Elevated levels of ESR and CRP are common in systemic sarcoidosis patients, specifically in sarcoidosis-associated arthritis and erythema nodosum compared to other clinical presentations [24, 25]. Half of the patients with ocular sarcoidosis, however, had both normal ESR and CRP, which might reflect mild (or lack of) systemic involvement at the moment of onset of first uveitis attack [26]. This is also illustrated in the current series, where the majority of patients had very mild extraocular involvement which might also explain their predominantly normal ESR and CRP values.

In this study, follow-up measurements of ESR and/or CRP were not available, and consequently, we do not have information about the highest levels of ESR and CRP reached in individual patients. Including the highest levels of ESR and CRP could possibly expose some associations, which were not found in the present study. In addition, the changes of ESR and/or CRP might change in individual patients and might be associated with impeding uveitis activity. However, our main goal was to determine the diagnostic value of these parameters during the first stage of uveitis after presentation. Data on body mass index, which can influence the ESR and CRP values, were not available in our patients [27].

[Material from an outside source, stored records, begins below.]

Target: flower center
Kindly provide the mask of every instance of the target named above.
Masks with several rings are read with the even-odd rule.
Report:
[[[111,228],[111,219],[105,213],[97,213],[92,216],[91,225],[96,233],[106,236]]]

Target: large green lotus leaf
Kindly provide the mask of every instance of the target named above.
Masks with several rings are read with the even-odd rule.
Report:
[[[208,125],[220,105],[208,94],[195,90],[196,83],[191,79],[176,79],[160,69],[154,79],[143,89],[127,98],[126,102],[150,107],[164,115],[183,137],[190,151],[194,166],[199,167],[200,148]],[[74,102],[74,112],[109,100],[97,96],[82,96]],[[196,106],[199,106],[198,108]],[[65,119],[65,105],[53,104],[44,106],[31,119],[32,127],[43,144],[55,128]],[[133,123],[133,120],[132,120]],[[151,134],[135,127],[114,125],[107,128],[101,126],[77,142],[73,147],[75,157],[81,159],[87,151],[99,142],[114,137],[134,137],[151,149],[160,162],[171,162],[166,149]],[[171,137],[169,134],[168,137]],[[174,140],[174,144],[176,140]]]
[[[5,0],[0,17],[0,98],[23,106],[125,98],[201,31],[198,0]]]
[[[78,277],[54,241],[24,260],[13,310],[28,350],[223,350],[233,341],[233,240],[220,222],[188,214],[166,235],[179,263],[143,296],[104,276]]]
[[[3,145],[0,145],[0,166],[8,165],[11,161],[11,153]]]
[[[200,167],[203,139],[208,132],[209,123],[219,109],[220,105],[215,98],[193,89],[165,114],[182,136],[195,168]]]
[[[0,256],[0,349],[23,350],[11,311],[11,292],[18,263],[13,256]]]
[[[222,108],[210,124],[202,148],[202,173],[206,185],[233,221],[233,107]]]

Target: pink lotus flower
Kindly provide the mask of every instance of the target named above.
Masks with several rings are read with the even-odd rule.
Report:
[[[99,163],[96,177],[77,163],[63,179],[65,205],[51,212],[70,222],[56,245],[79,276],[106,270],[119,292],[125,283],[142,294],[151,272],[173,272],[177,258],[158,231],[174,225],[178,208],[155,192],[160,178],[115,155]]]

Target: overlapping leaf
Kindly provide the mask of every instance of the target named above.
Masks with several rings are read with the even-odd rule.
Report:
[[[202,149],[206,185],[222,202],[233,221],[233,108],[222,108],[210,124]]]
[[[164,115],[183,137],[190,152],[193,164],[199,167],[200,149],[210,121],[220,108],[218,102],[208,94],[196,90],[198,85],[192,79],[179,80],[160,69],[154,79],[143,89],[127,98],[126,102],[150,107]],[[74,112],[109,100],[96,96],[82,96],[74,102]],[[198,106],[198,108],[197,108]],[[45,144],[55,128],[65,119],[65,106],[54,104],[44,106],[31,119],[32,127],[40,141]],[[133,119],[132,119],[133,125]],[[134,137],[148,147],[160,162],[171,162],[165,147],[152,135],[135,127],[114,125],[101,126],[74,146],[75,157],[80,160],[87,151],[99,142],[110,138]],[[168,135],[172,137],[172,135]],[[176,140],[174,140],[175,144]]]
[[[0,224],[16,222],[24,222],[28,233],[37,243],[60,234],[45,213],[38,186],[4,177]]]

In conclusion, our study reflects that presence of uveitis alone is not sufficient to cause elevation of ESR and/or CRP as a majority of patients with a first uveitis episode had ESR and CRP values within the normal limits. In patients with highly elevated ESR and/or CRP, the presence of a systemic disease is very likely, and in consequence, the cause of uveitis is being established in a vast majority of cases.